Cursor Composer vs Claude Code on multi-file refactors. Same task, both results
by•
Tried to settle this for myself. Same task on both: refactor a 14-file React component tree to migrate from class components to hooks.
Cursor Composer:
- Faster start, immediately surfaced the right files
- Stopped twice to ask for clarification, both times useful
- Final result needed about 20% manual cleanup
Claude Code:
- Slower to start, took longer to map the codebase
- Ran more autonomously, fewer interruptions
- Final result needed about 10% manual cleanup but introduced one regression
Net: Cursor felt like pairing with a fast junior. Claude Code felt like delegating to a thoughtful mid-level who occasionally over-commits.
Different tools for different headspaces. Anyone else run them side by side on the same real task?
15 views
Replies
yes, last week. claude code for planning passes and stepping through architectural decisions because it pushes back when i'm being lazy. cursor composer for the actual file edits because it just stops asking and ships.
best combo i landed: claude code writes the change plan as an md file. cursor composer reads the md and executes. the conversation goes from "should i refactor this" to "execute step 3 with these constraints." cut my refactor time roughly 40% on a 22-file migration.
the trap: don't let claude code pick the files. it tends to overscope by 2-3 files. let it tell you what. let cursor figure out where.

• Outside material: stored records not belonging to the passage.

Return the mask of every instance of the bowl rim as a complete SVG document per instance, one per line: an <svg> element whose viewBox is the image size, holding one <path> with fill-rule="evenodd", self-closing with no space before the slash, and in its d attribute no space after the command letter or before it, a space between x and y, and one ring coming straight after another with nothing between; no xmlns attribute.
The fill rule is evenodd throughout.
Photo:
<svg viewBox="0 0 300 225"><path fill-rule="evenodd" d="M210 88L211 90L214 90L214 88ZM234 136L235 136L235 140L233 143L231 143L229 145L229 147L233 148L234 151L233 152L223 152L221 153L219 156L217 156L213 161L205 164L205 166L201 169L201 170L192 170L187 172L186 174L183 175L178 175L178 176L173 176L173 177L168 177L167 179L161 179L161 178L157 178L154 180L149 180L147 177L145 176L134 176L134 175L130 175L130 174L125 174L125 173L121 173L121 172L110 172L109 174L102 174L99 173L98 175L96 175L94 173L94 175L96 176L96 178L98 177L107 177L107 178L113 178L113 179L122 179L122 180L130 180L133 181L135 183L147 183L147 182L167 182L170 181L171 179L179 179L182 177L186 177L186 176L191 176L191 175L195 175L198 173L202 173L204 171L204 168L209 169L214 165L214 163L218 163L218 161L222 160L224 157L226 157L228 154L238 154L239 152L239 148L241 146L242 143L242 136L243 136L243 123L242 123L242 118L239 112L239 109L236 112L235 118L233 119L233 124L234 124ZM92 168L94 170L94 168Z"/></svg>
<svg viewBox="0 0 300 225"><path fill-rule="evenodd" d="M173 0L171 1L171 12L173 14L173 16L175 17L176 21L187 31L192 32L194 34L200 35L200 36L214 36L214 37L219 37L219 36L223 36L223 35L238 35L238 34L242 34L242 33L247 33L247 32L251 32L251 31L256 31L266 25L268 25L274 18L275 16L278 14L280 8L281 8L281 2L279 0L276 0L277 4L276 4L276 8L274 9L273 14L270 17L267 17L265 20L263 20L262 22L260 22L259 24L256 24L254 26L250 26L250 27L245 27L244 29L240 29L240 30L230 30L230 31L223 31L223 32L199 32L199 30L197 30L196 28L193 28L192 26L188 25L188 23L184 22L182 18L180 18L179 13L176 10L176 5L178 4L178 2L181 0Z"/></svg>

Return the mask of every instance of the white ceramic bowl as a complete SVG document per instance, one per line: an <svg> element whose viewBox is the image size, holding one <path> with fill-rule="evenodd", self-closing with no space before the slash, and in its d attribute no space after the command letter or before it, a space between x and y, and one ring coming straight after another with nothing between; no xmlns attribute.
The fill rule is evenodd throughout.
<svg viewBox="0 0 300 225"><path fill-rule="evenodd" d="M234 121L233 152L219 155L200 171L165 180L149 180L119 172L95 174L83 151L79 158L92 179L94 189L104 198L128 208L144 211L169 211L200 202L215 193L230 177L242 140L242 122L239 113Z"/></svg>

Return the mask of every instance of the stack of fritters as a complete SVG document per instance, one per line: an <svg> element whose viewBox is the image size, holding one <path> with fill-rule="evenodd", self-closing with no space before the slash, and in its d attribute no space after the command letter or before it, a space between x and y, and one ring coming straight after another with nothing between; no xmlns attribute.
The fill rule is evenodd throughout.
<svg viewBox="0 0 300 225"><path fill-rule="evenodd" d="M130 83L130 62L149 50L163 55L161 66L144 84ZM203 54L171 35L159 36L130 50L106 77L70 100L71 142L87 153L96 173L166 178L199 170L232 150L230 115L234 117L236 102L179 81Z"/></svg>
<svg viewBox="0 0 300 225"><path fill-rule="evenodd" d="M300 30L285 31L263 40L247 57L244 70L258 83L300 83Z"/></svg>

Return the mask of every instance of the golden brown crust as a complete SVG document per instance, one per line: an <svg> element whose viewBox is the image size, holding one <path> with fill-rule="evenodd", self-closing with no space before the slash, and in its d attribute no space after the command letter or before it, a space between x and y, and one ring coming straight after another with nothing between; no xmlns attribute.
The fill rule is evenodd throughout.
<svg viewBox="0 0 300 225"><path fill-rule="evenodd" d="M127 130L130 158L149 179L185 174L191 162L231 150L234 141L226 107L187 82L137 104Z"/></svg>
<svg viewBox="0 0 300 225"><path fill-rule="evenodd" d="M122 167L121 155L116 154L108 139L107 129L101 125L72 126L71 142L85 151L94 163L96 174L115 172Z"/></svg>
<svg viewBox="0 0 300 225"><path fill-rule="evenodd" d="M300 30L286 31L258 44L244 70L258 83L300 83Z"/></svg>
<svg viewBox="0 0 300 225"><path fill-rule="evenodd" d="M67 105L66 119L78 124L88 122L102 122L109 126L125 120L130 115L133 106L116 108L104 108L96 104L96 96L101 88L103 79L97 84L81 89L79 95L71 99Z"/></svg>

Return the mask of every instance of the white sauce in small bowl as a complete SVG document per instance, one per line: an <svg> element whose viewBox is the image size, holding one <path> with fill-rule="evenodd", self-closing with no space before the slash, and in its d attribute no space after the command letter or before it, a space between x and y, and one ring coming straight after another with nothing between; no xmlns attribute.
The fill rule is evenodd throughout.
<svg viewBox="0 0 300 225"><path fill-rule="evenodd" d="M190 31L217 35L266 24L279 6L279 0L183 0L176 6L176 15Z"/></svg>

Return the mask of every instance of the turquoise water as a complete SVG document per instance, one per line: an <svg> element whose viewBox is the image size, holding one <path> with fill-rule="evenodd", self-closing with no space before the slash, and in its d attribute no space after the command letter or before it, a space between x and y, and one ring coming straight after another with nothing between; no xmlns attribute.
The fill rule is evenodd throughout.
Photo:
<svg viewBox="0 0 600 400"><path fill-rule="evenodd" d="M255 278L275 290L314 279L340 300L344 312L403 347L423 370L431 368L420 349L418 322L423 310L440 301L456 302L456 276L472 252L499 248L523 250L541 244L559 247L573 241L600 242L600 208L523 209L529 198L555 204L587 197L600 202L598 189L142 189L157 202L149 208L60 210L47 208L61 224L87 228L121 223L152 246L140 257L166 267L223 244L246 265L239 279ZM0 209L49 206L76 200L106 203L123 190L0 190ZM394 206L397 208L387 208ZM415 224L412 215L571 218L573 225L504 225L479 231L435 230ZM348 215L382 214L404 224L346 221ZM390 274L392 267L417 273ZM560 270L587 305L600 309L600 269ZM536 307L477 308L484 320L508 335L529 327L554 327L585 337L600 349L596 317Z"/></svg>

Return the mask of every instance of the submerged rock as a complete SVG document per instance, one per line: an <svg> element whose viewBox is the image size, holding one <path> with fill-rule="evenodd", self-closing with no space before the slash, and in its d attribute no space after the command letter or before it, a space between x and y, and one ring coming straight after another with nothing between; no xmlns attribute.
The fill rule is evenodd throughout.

That md-as-handoff idea is genuinely smart. I tried something similar but was passing instructions inline and kept hitting context drift midway through. Writing the plan as a file first forces both tools (and honestly, yourself) to commit to the scope before execution starts.
The overscoping trap is real too. Noticed the same thing. Claude tends to "while we're here" its way into files you didn't ask about. Letting it tell you what, then handing where to Cursor is a clean separation I'm gonna steal.